If she had been wretched before, she was wild now. “Oh, what have you done to me?” she cried.
“What have I
done
to you?” he exclaimed. “What have
I
done—”
“You have made my life intolerable!”
“Lilith!”
Kneading her hands on the front of her gray dress, she began to pace. “He changed my shape, but he didn't change
me,”
she said over her shoulder. “Nothing touched me, nothing moved me; I did not care for Glyrenden or for any man. I looked like a woman, but I was what I had always been. He could not make me feel as human beings do.
“But you—from the beginning, it was different with you. At first I thought it was just a matter of
like
or
dislike
—mild words, mild emotions. I thought you just made my life more pleasant—and I had certainly come to learn the difference between pleasant and unpleasant in my three years with Glyrenden. I don't know how it happened that you became important to me. I don't know when it began to please me to know that you cared for me. Or when it began to matter if you were alive or dead.”
“I am glad that it matters,” he interposed quickly.
“Well, I am not glad!” she retorted. “How can I live as Glyrenden's wife—how can I stand to have him touch me again, now—now that I have learned to feel?”

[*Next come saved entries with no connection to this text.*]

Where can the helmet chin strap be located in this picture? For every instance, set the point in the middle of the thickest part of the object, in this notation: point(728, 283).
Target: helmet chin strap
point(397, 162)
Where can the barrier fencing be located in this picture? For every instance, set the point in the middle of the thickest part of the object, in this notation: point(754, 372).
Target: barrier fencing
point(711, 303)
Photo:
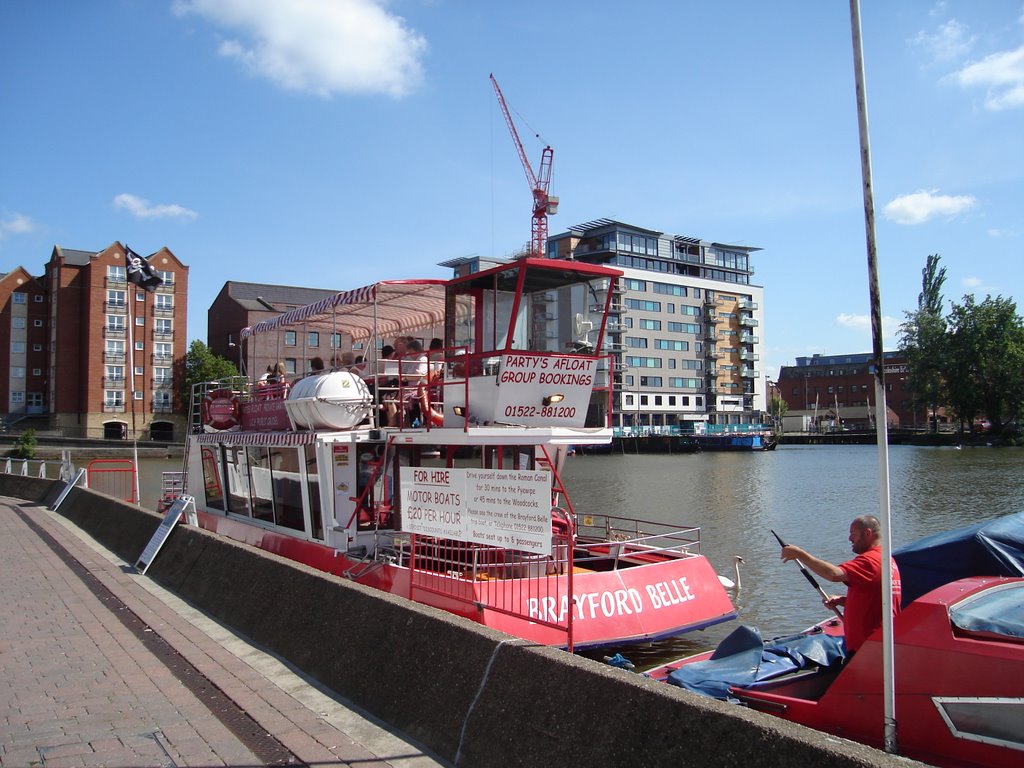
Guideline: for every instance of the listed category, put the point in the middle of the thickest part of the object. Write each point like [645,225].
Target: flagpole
[881,421]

The sense of her words struck him like a blow; he saw precisely how he had betrayed her. He started to speak, failed, and tried again. “I did not mean—it was not my intention—to hurt you,” he said, stammering a little. “I was in love with you before I knew what you are. It is human nature to try and win affection from the creature that one loves. I did not mean to change you to do so.”
She had stopped pacing. Now she stood still, staring down at the thick carpet of pine needles beneath her feet. Her face had grown dull and homely again; he was not sure she was listening to him. “Once the transformation starts, it cannot be stopped,” she said. “If I learn to love like a woman, I learn all the other things women know—hate and fear and passion, boredom and jealousy and all the rest. I become like all those other women.”
“Never like them,” Aubrey interjected.
“And I slowly lose the things I knew before,” she went on, still ignoring him. “I mistake the turning of the seasons. I can no longer understand the language of the wind. I cannot remember what it was like to stand naked under the winter moonlight and be coldly beautiful.”
“But I love you,” Aubrey said. “What can I give you that will make up for those other things?”
She shook her head; she would not look at him. “I do not want the things you have to give me,” she said. “I do not want to be changed, either by magic or by love.”
“But you have been changed,” he whispered. “What will you do now?”
The intensity of his voice caught her attention. She finally looked over at him, and what she saw in his eyes made her back away a step. “I will do what I have always done,” she said. “I will wait for him to release me.”
“But he won't! And it will kill you to live with him!”
“What choice do I have?”
He bounded forward, catching her hands before she could retreat again. “Come away with me,” he pleaded. “Leave with me today—now. There is nothing I need back at Glyrenden's house—”
She was shaking her head. She was twisting her fingers against his hold, but she could not free herself. “Aubrey, no—he will look for us—”
“We can be in the next kingdom in three days' time. Within a few weeks, we can be so far from here he will never find us. I am not so ill a magician—I can disguise all traces of our passage—”
Her face had become obdurate; she made her trapped hands into fists. “I will not go away with you. I cannot leave him.”
“Why?” he demanded. “Why?”
“You can only change me more,” she said. “You cannot change me back. You cannot give me what I want.”
He almost flung her hands back at her; she staggered a little before regaining her balance. “He will not give you what you want either!” Aubrey cried. “Would you rather be a miserable woman with Glyrenden or a contented one with me?”